The really extraordinary feature of Ricky’s situation was his inability to believe in it. He had to keep reminding himself that Ferrant had a real gun of sorts and was pointing it into the small of his back. Ferrant had shown it to him and said it was real and that he would use it if Ricky did not do as he was told. Even then Ricky’s incredulity nearly got the better of him and he actually had to pull himself together and stop himself calling the bluff and suddenly bolting down the hill.

The situation was embarrassing rather than alarming. When Syd Jones slouched out of the Pad and met them and fastened his arms behind his back with a strap, Ricky thought that all three of them looked silly and not able to carry the scene off with style. This reaction was the more singular in that, at the same time, he knew they meant business and that he ought to be deeply alarmed.

And now, here he was, back in Syd’s Pad and in the broken-down chair he had occupied on his former visit, very uncomfortable because of his pinioned arms.

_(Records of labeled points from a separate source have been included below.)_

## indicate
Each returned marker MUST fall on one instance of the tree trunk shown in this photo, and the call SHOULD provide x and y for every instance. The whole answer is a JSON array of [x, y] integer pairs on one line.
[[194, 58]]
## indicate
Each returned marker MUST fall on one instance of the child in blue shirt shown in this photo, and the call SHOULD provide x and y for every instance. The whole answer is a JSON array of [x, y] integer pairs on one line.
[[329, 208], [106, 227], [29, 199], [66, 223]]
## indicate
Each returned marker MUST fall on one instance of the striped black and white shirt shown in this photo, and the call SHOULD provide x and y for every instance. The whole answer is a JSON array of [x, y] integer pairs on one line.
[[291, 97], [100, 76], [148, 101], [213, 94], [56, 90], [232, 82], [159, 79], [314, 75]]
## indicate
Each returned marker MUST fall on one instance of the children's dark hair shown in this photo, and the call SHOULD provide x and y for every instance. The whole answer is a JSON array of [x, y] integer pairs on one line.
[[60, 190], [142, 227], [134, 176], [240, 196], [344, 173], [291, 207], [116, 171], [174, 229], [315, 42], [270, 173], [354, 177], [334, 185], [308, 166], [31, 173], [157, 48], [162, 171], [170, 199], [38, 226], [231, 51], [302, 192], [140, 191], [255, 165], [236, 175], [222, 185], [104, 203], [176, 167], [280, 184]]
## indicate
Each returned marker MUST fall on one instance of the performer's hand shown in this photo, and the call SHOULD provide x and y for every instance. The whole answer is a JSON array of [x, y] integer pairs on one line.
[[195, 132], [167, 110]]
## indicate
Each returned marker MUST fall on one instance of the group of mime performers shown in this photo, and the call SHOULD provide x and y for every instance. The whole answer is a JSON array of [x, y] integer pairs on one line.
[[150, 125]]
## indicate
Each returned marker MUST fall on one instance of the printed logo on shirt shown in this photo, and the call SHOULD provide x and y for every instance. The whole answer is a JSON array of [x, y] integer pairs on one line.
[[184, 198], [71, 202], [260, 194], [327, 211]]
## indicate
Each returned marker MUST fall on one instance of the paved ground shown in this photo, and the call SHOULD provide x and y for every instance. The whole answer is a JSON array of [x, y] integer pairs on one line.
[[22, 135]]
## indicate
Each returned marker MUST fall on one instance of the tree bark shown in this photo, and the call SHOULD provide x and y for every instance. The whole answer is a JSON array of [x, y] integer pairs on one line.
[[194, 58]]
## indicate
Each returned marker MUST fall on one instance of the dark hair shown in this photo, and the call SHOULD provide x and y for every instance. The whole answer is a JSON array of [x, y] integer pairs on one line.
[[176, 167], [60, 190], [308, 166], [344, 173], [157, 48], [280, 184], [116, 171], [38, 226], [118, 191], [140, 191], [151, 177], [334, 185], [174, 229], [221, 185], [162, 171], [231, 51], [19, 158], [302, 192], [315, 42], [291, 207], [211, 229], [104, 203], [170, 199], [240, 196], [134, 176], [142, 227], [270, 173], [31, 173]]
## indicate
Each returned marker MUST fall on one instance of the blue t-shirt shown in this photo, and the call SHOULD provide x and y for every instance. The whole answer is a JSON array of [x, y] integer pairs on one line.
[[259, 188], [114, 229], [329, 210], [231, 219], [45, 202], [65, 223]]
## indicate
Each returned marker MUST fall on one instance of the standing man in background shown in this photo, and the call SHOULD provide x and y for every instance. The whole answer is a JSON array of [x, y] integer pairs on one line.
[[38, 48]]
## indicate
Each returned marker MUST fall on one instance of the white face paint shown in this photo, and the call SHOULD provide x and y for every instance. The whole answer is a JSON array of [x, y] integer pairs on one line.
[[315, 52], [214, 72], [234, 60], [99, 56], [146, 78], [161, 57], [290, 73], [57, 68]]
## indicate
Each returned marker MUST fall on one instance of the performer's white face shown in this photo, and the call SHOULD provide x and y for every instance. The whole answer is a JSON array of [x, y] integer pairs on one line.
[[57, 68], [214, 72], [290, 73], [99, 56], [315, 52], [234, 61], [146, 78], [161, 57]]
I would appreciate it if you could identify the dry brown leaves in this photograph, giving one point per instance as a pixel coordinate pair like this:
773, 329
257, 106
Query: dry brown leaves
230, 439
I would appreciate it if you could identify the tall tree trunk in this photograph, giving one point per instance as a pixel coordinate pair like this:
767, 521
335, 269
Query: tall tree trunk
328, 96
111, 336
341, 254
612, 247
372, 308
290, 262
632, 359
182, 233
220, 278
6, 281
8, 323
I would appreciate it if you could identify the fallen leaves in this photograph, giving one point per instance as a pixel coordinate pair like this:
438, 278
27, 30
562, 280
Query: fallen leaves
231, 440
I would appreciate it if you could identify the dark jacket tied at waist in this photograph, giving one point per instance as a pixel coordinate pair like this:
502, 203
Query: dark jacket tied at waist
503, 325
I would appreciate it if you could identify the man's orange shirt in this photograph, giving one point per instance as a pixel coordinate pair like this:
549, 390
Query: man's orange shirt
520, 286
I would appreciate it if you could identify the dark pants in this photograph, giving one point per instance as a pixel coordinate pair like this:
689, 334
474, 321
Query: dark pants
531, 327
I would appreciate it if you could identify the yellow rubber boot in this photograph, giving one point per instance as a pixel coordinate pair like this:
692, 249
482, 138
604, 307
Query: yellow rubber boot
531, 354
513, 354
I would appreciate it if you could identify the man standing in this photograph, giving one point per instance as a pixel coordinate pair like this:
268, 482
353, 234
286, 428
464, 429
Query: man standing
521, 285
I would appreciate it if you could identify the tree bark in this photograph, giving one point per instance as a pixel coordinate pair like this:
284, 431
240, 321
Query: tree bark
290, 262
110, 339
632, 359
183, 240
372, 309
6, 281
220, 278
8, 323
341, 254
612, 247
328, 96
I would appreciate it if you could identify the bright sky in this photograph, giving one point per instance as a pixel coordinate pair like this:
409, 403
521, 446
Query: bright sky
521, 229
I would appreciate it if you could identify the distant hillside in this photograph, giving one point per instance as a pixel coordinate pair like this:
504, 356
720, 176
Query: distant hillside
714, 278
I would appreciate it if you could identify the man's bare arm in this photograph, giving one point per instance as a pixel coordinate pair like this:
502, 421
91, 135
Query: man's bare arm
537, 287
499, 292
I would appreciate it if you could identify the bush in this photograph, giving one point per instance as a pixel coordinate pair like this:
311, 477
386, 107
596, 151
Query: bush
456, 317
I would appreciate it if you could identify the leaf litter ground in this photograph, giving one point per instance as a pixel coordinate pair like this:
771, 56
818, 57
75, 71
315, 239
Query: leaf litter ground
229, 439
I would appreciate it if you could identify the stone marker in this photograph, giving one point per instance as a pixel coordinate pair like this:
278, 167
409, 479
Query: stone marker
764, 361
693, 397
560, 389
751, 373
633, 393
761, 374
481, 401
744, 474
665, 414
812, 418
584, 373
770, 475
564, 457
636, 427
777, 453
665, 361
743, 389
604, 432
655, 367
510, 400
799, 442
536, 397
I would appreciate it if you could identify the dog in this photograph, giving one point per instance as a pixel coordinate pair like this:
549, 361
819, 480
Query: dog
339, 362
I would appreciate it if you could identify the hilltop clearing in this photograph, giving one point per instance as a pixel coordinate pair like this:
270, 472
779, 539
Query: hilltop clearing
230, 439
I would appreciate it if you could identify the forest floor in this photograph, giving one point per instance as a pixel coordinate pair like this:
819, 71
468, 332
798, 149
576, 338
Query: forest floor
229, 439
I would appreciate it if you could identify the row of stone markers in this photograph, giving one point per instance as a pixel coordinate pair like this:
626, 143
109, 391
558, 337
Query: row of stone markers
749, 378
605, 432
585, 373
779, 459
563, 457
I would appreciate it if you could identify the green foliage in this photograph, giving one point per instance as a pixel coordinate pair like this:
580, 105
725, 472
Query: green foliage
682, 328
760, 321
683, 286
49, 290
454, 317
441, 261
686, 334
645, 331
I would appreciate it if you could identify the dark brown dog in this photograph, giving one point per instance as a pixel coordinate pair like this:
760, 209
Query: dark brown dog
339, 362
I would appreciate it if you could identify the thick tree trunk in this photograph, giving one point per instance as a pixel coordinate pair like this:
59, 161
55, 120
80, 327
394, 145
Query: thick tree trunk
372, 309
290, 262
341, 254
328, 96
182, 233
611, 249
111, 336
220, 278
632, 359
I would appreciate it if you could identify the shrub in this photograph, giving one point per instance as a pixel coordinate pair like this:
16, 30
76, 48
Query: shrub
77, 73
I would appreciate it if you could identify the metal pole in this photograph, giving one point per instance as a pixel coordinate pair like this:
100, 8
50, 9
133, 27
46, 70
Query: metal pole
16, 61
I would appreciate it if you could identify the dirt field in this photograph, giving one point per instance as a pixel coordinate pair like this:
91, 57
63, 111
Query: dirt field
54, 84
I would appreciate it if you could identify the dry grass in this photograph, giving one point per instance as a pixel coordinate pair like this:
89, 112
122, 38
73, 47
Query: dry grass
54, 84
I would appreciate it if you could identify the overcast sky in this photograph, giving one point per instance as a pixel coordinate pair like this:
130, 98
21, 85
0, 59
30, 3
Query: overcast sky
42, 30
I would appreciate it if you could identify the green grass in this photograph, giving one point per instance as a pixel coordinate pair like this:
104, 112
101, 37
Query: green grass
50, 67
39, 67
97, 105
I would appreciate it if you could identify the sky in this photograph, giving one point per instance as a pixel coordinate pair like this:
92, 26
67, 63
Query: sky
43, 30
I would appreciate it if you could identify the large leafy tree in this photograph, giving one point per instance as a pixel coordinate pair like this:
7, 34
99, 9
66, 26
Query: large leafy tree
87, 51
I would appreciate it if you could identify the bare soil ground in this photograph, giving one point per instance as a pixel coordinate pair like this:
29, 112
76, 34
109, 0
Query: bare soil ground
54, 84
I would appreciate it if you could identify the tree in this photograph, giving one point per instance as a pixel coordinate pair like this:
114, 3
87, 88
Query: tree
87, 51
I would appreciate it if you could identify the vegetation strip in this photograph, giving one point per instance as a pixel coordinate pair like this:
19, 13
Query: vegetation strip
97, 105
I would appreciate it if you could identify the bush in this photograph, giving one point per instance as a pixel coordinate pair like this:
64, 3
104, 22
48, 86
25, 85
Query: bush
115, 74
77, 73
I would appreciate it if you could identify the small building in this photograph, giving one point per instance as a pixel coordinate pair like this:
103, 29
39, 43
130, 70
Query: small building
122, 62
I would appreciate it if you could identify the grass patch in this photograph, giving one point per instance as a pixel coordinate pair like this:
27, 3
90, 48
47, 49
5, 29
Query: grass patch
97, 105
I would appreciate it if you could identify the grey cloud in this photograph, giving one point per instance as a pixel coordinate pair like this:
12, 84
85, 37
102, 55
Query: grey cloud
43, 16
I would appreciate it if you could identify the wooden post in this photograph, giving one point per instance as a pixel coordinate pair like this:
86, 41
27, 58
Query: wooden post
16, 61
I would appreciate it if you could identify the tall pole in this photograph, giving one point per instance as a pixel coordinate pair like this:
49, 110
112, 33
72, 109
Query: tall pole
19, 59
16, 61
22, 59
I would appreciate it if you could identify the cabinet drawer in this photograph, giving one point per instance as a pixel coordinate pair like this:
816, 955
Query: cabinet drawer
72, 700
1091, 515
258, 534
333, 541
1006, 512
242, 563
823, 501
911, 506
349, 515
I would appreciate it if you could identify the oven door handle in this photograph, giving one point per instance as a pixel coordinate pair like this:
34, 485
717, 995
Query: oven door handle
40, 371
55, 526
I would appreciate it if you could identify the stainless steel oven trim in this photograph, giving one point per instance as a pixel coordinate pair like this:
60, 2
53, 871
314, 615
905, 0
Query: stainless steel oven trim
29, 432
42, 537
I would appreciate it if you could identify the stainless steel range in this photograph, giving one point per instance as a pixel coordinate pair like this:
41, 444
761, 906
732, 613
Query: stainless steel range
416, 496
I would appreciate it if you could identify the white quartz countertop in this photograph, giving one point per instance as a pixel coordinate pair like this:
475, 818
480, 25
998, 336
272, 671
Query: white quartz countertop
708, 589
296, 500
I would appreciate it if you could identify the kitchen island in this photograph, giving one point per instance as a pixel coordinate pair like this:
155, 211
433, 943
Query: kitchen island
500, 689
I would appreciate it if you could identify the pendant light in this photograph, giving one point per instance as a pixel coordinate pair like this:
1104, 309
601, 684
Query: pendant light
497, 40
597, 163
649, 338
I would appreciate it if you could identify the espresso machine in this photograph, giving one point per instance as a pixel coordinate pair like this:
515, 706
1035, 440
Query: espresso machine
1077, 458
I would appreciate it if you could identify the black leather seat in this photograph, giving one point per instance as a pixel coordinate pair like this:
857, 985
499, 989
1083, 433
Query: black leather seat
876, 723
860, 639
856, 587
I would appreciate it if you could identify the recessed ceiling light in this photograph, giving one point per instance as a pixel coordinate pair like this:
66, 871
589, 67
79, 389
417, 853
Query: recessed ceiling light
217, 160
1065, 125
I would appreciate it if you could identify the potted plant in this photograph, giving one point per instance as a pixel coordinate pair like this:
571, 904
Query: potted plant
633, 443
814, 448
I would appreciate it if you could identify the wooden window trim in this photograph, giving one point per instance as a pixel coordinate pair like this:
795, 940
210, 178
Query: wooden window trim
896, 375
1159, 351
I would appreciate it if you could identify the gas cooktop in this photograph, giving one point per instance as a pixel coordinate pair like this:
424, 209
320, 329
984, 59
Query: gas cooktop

The room smelled and looked as it had before and was in the same state of squalor. He saw that blankets had been rigged up over the windows. A solitary shaded lamp on the worktable gave all the light there was. His arms hurt him and broken springs dug into his bottom.

There was one new feature, apart from the blankets. Where there had been sketches drawing-pinned to the wall there now hung a roughly framed canvas. He recognized Leda and the Swan.

Ferrant lounged against the table with unconvincing insolence. Syd lay on his bed and looked seldom and furtively at Ricky. Nothing was said and, grotesquely, this silence had the character of a social hiatus. Ricky had some difficulty in breaking it.

“What is all this?” he asked, his voice sounding like somebody else’s. “Am I kidnapped or what?”

“That’s right, Mr. Alleyn,” Ferrant said. “That’s correct. You are our hostage, Mr. Alleyn.”